Ich hatte Glück, noch Arbeit zu haben. Doch das konnte sich jederzeit ändern. Ich sah Janes besorgtes Gesicht tagtäglich. Es war nur eine Frage der Zeit bis ich entlassen wurde. Genauso wie es eine Frage der Zeit war, bis Menschen, die mir nahe standen die Krankheit bekämen. Isabella brauchte noch fünfzehn Monate. Dann könnten wir fliehen. Aber fliehen war illegal. Keiner durfte die Stadt verlassen. Wir waren eingeschlossen mit der Krankheit. Mira stand an unserer Türschwelle. Ich hasste diesen Namen so sehr, weil er alles war was mich ausmachte.

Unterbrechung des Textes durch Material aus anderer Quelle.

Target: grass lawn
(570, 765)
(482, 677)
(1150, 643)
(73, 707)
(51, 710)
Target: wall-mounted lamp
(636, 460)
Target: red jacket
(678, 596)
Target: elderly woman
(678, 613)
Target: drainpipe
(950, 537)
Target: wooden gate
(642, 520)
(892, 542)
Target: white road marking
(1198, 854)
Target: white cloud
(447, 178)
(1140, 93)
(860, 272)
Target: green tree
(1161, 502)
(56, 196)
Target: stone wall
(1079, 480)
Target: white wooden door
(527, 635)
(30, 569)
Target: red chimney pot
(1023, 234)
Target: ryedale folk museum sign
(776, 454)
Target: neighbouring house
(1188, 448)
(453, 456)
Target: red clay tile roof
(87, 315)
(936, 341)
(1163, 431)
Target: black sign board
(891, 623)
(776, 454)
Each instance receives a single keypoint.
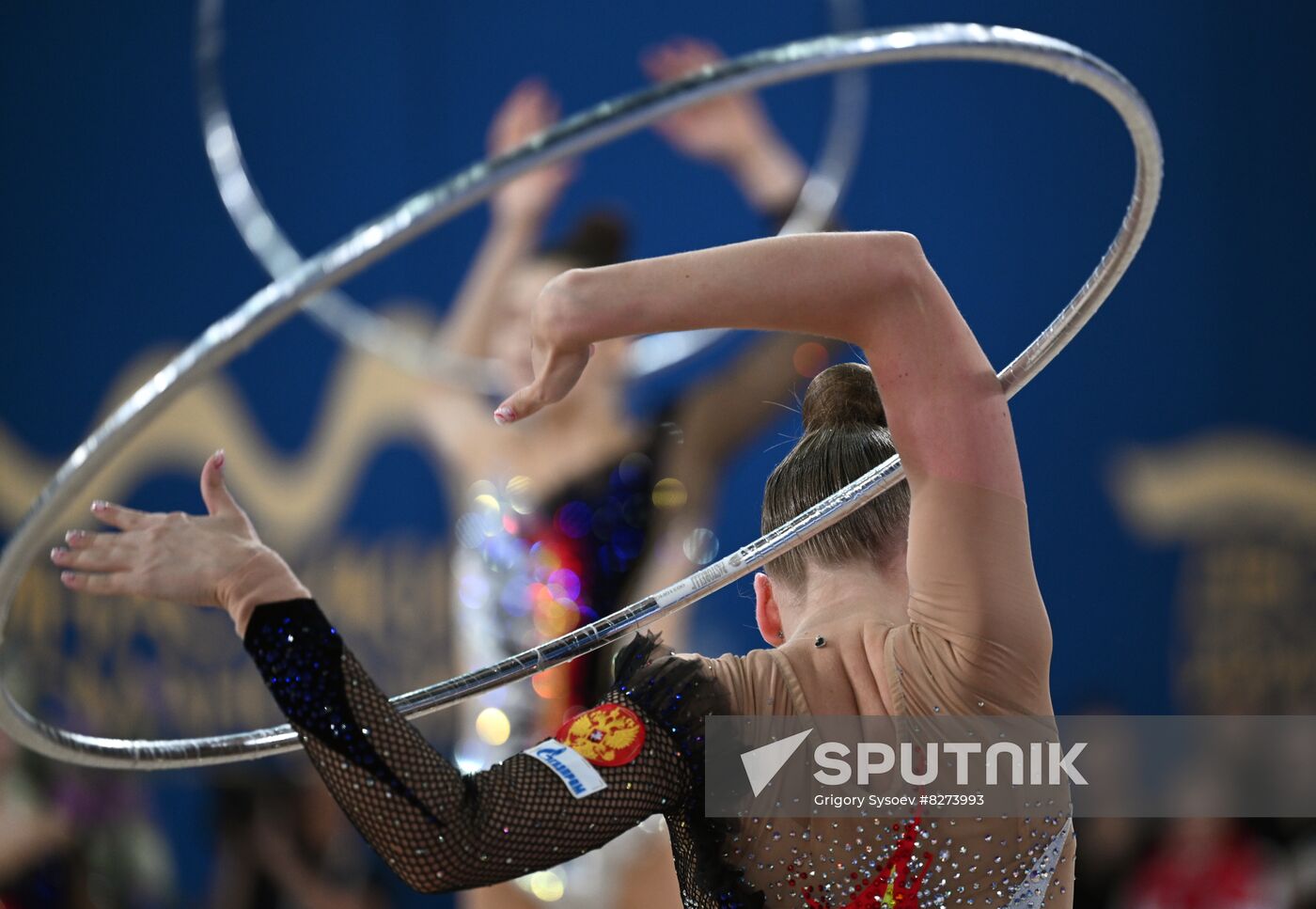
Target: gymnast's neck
(838, 598)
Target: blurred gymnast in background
(572, 517)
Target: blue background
(114, 237)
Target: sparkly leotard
(976, 642)
(526, 572)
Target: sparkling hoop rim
(357, 326)
(372, 241)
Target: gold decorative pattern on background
(128, 667)
(1244, 509)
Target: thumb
(522, 404)
(219, 500)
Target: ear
(766, 612)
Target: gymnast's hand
(558, 354)
(213, 559)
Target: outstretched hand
(558, 359)
(724, 131)
(213, 559)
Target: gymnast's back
(918, 668)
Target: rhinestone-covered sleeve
(436, 827)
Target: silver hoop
(358, 326)
(427, 210)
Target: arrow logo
(763, 763)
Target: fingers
(101, 553)
(214, 493)
(680, 56)
(558, 378)
(528, 109)
(121, 516)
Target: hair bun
(844, 395)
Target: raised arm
(944, 402)
(517, 213)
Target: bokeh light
(670, 493)
(493, 727)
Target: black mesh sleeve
(437, 829)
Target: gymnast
(575, 533)
(921, 602)
(591, 464)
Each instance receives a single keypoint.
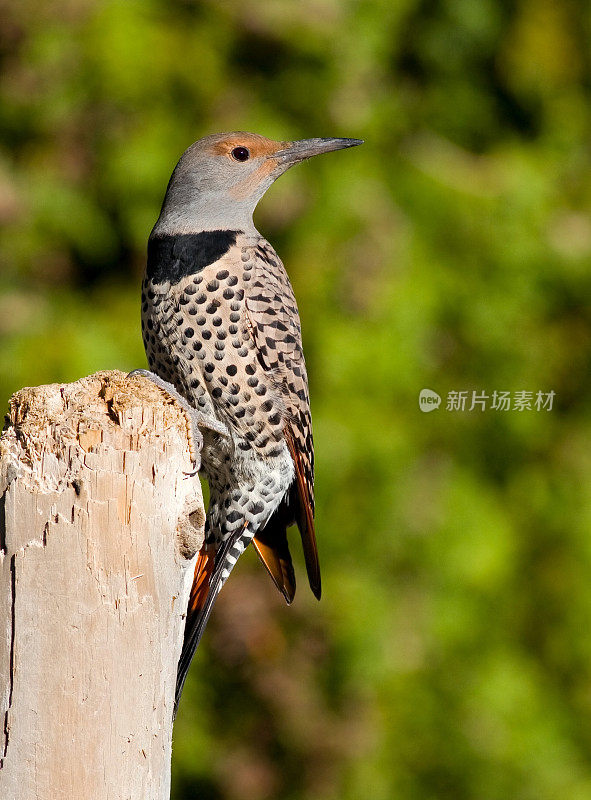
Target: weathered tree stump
(99, 519)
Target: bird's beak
(306, 148)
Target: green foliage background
(450, 656)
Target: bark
(98, 522)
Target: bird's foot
(195, 419)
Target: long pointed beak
(306, 148)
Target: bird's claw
(195, 419)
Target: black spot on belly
(171, 258)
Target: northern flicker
(222, 331)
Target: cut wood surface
(99, 519)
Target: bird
(222, 334)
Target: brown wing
(275, 322)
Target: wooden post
(99, 521)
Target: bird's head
(219, 180)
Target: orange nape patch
(258, 145)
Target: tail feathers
(272, 548)
(206, 586)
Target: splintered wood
(99, 518)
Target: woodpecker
(222, 334)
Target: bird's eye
(240, 153)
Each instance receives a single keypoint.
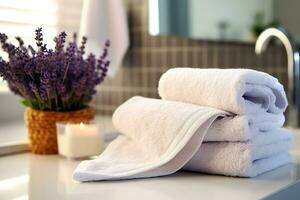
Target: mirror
(230, 20)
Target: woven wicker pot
(42, 127)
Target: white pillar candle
(79, 140)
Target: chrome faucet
(293, 68)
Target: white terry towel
(246, 159)
(243, 127)
(240, 91)
(159, 138)
(106, 20)
(162, 137)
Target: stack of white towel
(219, 121)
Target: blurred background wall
(149, 56)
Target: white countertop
(28, 176)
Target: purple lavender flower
(55, 80)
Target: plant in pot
(55, 84)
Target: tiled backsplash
(150, 56)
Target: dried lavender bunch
(53, 80)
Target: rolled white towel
(240, 91)
(159, 137)
(246, 159)
(243, 127)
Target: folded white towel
(243, 127)
(241, 91)
(160, 138)
(246, 159)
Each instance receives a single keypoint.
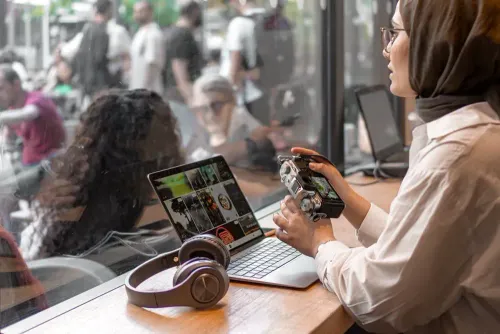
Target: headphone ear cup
(185, 269)
(206, 246)
(210, 286)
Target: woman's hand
(300, 233)
(356, 206)
(340, 185)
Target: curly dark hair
(123, 136)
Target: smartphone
(290, 121)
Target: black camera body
(316, 196)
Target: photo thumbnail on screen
(209, 175)
(222, 171)
(181, 218)
(196, 179)
(248, 224)
(173, 186)
(211, 207)
(197, 211)
(224, 202)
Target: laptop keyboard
(262, 259)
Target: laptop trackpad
(299, 273)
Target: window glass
(364, 67)
(95, 95)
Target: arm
(413, 272)
(16, 116)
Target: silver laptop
(204, 197)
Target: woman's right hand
(356, 206)
(341, 186)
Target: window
(364, 67)
(245, 82)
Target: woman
(229, 129)
(431, 264)
(123, 136)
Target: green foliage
(165, 11)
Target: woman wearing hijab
(430, 265)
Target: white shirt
(148, 49)
(241, 37)
(432, 265)
(242, 124)
(119, 44)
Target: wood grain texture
(247, 308)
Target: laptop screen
(380, 123)
(203, 197)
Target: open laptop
(204, 197)
(387, 145)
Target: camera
(314, 193)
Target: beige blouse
(432, 265)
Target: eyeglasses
(389, 35)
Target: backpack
(275, 49)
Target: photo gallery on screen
(206, 200)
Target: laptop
(386, 143)
(204, 197)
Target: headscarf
(454, 53)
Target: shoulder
(465, 150)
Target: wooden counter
(247, 308)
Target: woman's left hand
(297, 231)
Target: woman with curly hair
(123, 136)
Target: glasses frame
(394, 32)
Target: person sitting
(62, 82)
(99, 184)
(32, 116)
(228, 129)
(429, 265)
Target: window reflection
(93, 97)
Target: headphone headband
(199, 282)
(143, 272)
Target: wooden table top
(248, 308)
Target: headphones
(200, 281)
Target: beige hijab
(454, 53)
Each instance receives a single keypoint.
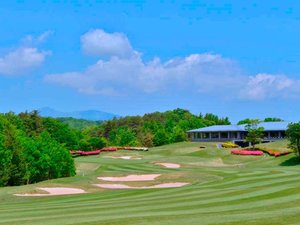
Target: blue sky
(232, 58)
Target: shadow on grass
(294, 161)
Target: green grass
(224, 189)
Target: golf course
(215, 187)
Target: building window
(233, 135)
(274, 134)
(205, 135)
(224, 135)
(214, 135)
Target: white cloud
(21, 60)
(36, 40)
(197, 72)
(100, 43)
(263, 86)
(121, 71)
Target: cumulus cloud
(197, 72)
(262, 86)
(21, 60)
(121, 70)
(32, 40)
(26, 57)
(100, 43)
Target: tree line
(33, 148)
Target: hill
(93, 115)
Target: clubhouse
(237, 133)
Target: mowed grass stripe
(261, 188)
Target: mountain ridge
(94, 115)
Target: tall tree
(254, 132)
(293, 134)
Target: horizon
(230, 58)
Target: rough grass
(248, 190)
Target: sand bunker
(123, 186)
(145, 177)
(123, 157)
(56, 191)
(169, 165)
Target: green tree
(245, 121)
(293, 134)
(160, 137)
(254, 133)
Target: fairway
(222, 189)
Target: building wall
(233, 136)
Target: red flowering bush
(246, 152)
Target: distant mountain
(87, 115)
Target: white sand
(56, 191)
(123, 157)
(144, 177)
(123, 186)
(169, 165)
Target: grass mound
(248, 190)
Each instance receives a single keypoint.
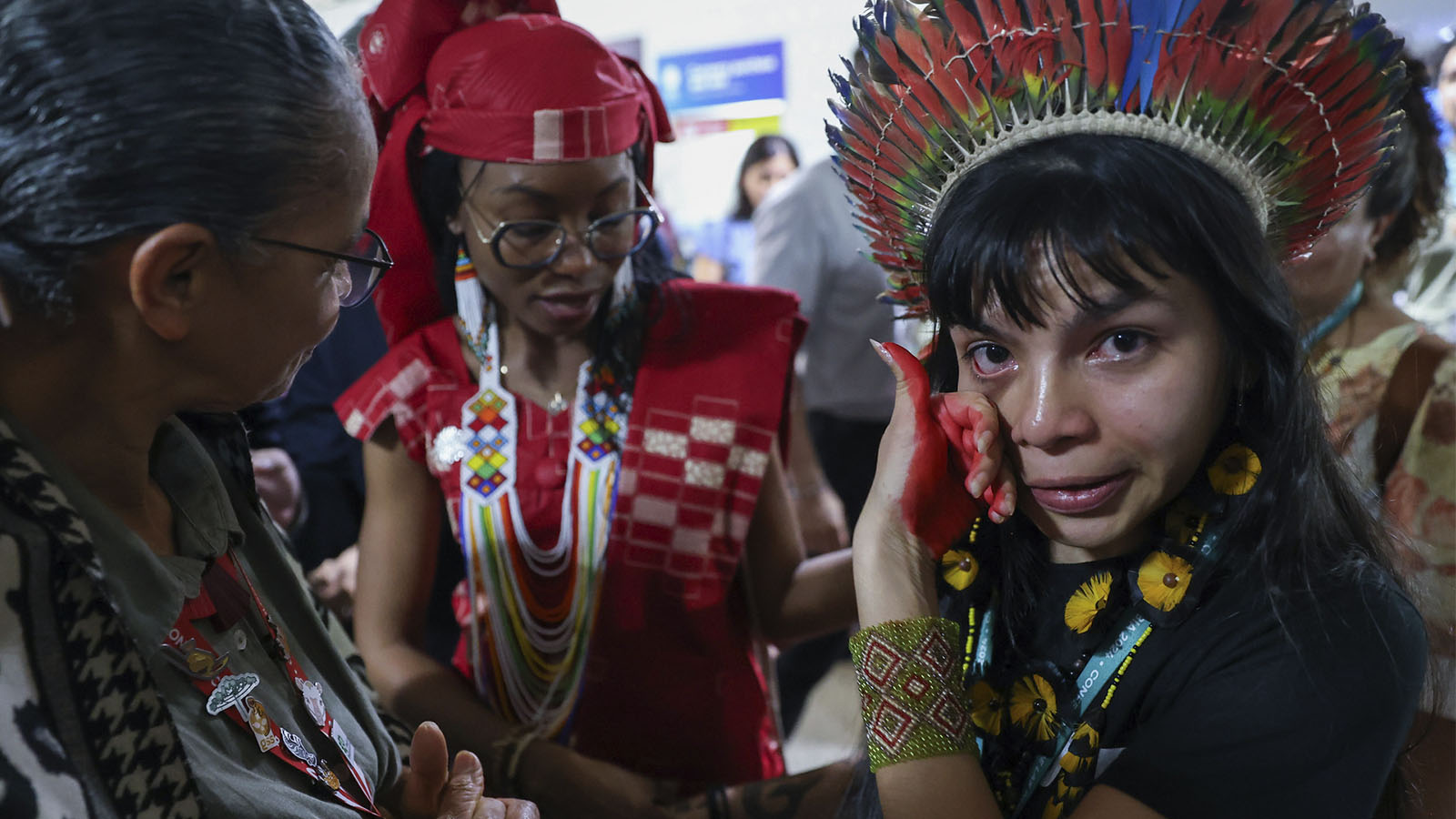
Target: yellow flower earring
(1235, 470)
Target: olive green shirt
(210, 516)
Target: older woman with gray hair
(182, 196)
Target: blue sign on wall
(721, 76)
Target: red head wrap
(523, 86)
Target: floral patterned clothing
(1227, 713)
(1419, 496)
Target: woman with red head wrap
(602, 431)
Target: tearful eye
(1123, 343)
(989, 359)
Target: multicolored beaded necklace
(529, 658)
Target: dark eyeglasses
(531, 244)
(357, 271)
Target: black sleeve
(1298, 713)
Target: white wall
(814, 34)
(696, 179)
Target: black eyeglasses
(531, 244)
(357, 271)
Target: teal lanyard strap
(1099, 669)
(1334, 319)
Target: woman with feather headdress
(1114, 567)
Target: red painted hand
(941, 457)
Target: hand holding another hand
(434, 789)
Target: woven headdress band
(1290, 101)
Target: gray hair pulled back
(120, 116)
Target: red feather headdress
(1292, 101)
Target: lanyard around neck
(1336, 318)
(1101, 669)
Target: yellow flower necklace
(1067, 731)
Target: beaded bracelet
(914, 700)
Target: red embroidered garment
(672, 685)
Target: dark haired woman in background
(725, 248)
(1117, 570)
(1390, 394)
(175, 237)
(603, 433)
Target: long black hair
(102, 137)
(1116, 200)
(762, 147)
(436, 181)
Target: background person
(1388, 388)
(725, 248)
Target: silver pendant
(450, 446)
(230, 691)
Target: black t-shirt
(1245, 709)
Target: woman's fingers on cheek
(1002, 496)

Warum musste ausgerechnet ich den Namen dieser Krankheit tragen, der uns allen den Tod so nahe brachte, dass wir sein Atem am Hals spürten?
Später fragte ich mich immer wieder, warum ich die Krankheit nie bekam. Warum nicht ich? Ich hasste Mira so sehr. Weil sie alles war was war und alles was blieb.
Es war alles eine Frage der Zeit.
Wenn ich nur gewusst hätte, wie wenig Zeit mir tatsächlich blieb...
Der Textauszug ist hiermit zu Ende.